Keeping the heat at bay in a home on a hot summer day is no easy task. But, by using an exterior or interior shade control, a homeowner can help reduce the heat gain in a home, and cut down on the electric bill when it comes to air-conditioning.

The U.S. Department of Energy offers this list of shading options to help keep a home cooler during warm weather months:

– Awnings: Block direct sunlight. Usually made of fabric or metal, awnings attach above the window and extend down and out. A properly installed awning can reduce heat gain up to 65 percent on southern windows and 77 percent on eastern windows. A gap between the top of the awning and the side of a house helps vent accumulated heat from under a solid-surface awning.

– Louvers: Adjustable slats that control the level of sunlight entering a home. Depending on the design, louvers can be vertical or horizontal, and adjusted from inside or outside your house.

– Shutters: Movable wooden or metal coverings that, when closed, keep sunlight out. Shutters are either solid or slatted with fixed or adjustable slats.

– Rolling shutters: Employ a series of horizontal slats that run down along a track. Rolling shades use a fabric. These are the most expensive shading options, but they work well and can provide security. Many exterior rolling shutters or shades can be conveniently controlled from the inside.

– Solar screens: Can help keep direct sunlight from entering the window, cut glare and block light without blocking the view or eliminating airflow. Similar to standard window screens, solar screens also provide privacy by restricting the view of the interior from outside. Although do-it-yourself kits are available, these screens will not last as long as professionally built screens.

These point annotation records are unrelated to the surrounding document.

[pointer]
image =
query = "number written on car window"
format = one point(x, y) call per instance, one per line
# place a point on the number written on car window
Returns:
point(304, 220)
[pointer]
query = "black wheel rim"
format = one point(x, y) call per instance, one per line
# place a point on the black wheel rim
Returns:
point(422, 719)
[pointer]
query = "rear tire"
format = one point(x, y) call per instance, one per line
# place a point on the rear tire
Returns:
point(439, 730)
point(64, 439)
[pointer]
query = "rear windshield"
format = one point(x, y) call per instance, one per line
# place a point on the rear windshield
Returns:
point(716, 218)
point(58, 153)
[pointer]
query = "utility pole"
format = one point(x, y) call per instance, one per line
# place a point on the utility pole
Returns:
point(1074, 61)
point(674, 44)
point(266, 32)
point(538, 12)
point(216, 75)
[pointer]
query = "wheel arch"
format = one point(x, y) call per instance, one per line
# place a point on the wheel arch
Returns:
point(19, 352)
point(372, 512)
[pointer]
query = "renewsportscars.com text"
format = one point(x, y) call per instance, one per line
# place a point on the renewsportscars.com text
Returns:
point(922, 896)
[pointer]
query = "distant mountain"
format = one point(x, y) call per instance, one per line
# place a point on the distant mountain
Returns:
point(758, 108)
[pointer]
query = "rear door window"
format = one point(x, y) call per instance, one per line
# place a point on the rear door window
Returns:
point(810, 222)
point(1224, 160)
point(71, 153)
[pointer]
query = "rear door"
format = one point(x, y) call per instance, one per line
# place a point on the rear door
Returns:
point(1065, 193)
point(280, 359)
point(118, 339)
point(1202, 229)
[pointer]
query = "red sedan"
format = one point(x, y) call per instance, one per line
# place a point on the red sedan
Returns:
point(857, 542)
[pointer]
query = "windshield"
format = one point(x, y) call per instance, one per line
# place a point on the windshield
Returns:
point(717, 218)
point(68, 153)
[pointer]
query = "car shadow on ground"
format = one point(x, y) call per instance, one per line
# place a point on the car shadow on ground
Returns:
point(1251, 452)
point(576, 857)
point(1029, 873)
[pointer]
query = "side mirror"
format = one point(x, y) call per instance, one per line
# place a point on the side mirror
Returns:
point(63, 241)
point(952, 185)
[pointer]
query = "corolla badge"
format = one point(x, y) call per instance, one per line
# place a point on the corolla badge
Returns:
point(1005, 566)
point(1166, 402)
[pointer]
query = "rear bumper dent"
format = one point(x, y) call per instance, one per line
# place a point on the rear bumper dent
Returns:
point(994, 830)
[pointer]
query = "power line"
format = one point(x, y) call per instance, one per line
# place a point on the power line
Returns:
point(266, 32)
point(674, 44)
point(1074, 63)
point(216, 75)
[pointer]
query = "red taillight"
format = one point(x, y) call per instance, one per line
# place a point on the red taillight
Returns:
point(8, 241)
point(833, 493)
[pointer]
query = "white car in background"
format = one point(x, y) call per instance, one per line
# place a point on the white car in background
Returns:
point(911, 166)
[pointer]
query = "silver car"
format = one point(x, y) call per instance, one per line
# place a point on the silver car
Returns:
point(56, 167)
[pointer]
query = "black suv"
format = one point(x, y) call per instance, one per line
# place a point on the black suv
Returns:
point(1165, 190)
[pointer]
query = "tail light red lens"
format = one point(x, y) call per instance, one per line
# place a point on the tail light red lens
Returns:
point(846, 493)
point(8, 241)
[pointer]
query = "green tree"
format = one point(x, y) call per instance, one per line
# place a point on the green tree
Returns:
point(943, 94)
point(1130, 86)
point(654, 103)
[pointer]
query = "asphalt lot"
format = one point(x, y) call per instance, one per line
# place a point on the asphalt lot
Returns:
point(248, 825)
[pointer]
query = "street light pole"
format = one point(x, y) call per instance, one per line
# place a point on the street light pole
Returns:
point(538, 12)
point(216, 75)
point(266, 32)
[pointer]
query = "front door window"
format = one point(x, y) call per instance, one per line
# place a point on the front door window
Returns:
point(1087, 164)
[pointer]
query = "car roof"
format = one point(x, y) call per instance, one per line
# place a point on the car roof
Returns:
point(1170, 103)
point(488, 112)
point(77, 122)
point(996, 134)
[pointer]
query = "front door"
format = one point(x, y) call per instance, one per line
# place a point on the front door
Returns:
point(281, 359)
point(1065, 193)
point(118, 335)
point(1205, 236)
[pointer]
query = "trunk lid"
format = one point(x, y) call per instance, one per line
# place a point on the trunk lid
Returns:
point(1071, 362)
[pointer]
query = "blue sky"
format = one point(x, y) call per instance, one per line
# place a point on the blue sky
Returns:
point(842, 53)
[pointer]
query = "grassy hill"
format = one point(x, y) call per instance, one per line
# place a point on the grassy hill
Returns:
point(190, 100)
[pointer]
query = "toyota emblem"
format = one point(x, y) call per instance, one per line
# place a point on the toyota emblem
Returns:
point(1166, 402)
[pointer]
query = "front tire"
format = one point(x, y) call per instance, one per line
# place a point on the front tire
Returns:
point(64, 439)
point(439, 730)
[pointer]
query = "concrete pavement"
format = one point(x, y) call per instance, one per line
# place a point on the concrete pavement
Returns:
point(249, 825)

– Draperies and curtains: Window curtains and draperies tightly woven, light-colored and made of opaque fabrics are effective sunlight reflectors. Keep the curtain as tight against the wall around the window as possible. Also, two layers of draperies improve the effectiveness of insulation when it is either hot or cold outside.

– Venetian blinds: Properly adjusting Venetian blinds can allow some light through the window, while reflecting the sun’s heat. Some newer blinds are coated with reflective finishes.

– Opaque roller shades are effective when fully drawn. But this type of shade can also block light and restrict airflow.